One of the perennial questions about Christianity in Thailand is why the church has traditionally grown so slowly compared to other countries where Protestant missionaries arrived around the same time. Ultimately, we don’t know for sure why the church grows more slowly or more quickly in a given place. The Holy Spirit blows where He wills and we don’t know where He will move or when (John 3:8). However, God does use people and methods in his work. So, from a human perspective, it is worth considering some of the factors why church growth has been slow in Thailand.
A primary reason for slow church growth has been a strong association of Buddhism with national identity. This has been true for hundreds of years but received a great boost in the early 20th century when Buddhism began to be strongly promoted as a mark of national pride. Thai leaders were eager to modernize their country in the areas of education, medicine, communication, transportation, etc. but becoming more modern did not mean becoming more secular. Buddhism has always been retained as a force for unifying the people of Thailand. As the Thai say, “To be Thai is to be Buddhist.” In China and Korea, which have both seen strong church growth, no single religion has been tied to being a loyal citizen. The strongest church growth in Thailand has been in the North where minority tribal groups with their own cultural identity have been historically influenced more by local animistic beliefs than Buddhism.

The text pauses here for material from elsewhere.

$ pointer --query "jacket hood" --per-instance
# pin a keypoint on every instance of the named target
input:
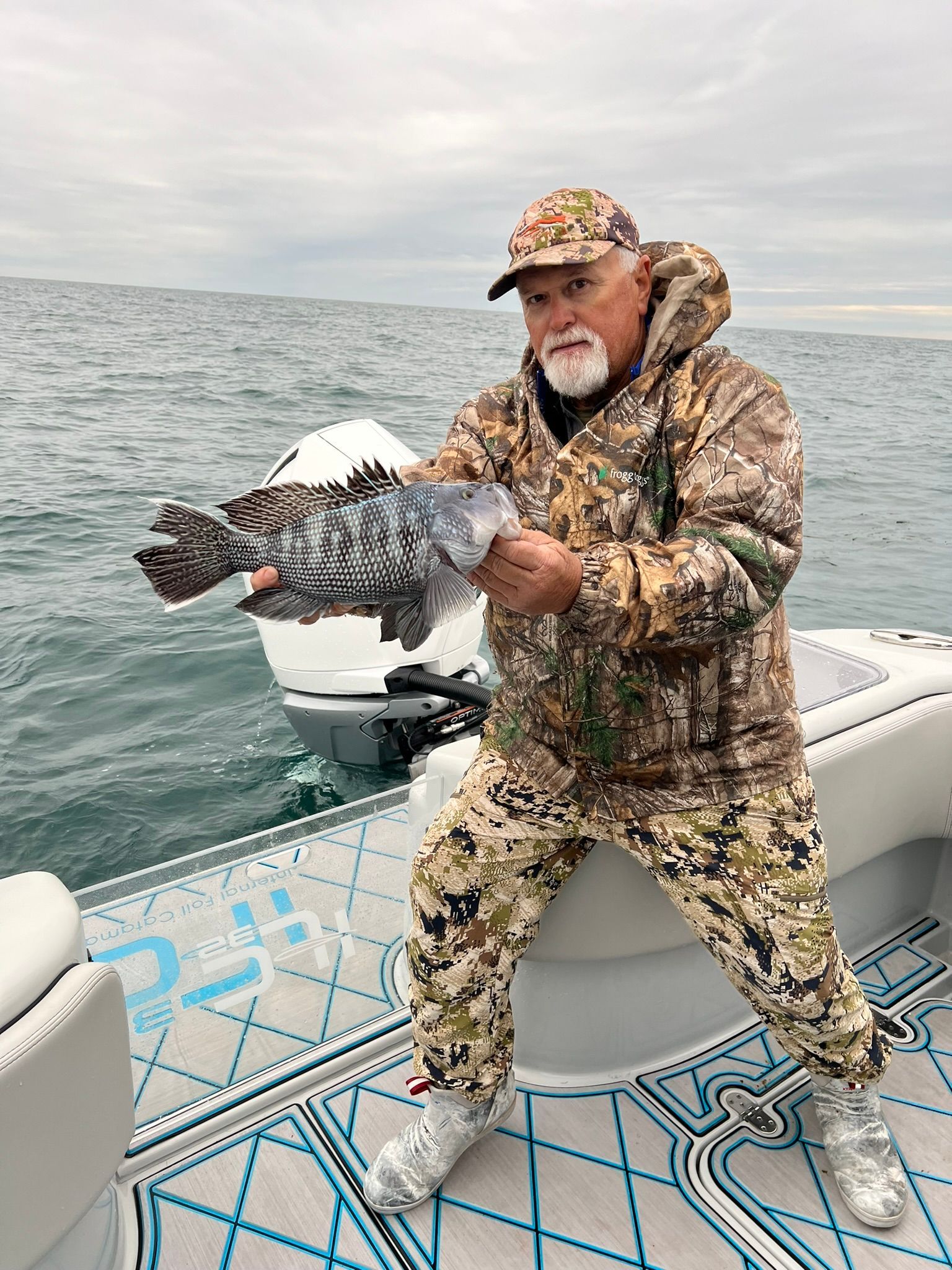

A second reason for slow church growth is likely the American Presbyterian missionaries’ shift of focus from direct evangelistic and church work to educational work in the first part of the twentieth century. They didn’t abandon evangelism entirely but the majority of their personnel and money, both missionary and Thai, were invested in mission schools. After World War II, the American Presbyterian mission diminished and eventually dissolved even as many evangelical and pentecostal churches and mission organizations began work in the country. Some of these new groups engaged in social ministries, such as homes for orphans, but the majority have focused on direct evangelism and church planting. The evangelistic focus of later twentieth-century missions organization and Thai Christians themselves have been important factors in Christian numerical growth in Thailand since World War II.
Other factors often cited for slow church growth in Thailand are a lack of contextualized religious language, worship styles, church structures, and leadership patterns. These are important and relevant for evangelism and discipleship in Thailand but may not the deciding factors in church growth. In comparison with 100 years ago, great strides have been made in trying to proclaim the Gospel in an understandable and accessible way for Thai listeners, and this is a positive development. But the key reason why Thai church growth has seen a dramatic uptick in recent years is likely the work of dedicated Thai evangelists and disciple-makers and the blessing of the Spirit of God. Missionaries have played their part and continue to do so, but the bulk of Christian growth in Thailand comes through Thai and tribal Christians, not foreigners.
In recent years, Thai Protestant churches have seen their strongest growth ever. Though Protestant Christians still only account for less than 1% of the population, half of all the churches in Thailand have been started in the past twenty-five years and the rate of growth for Christians in Thailand is increasing much faster than the growth rate for the general population in the country. So even though there is still the perception that the Thai church is growing very slowly, that is only a perception based on the past. The number of Christians may still be small, but the Thai church is growing more quickly than ever before.
As the dynamics of globalization, international travel, and communication change in the COVID-19 era, Christians should be glad for church growth in Thailand in the past, slow though it may have been, and hopeful for the future. Bad things happen and disappointments abound in this world, but the work of God goes on and the present rate of church growth should give Christians everywhere a reason to rejoice.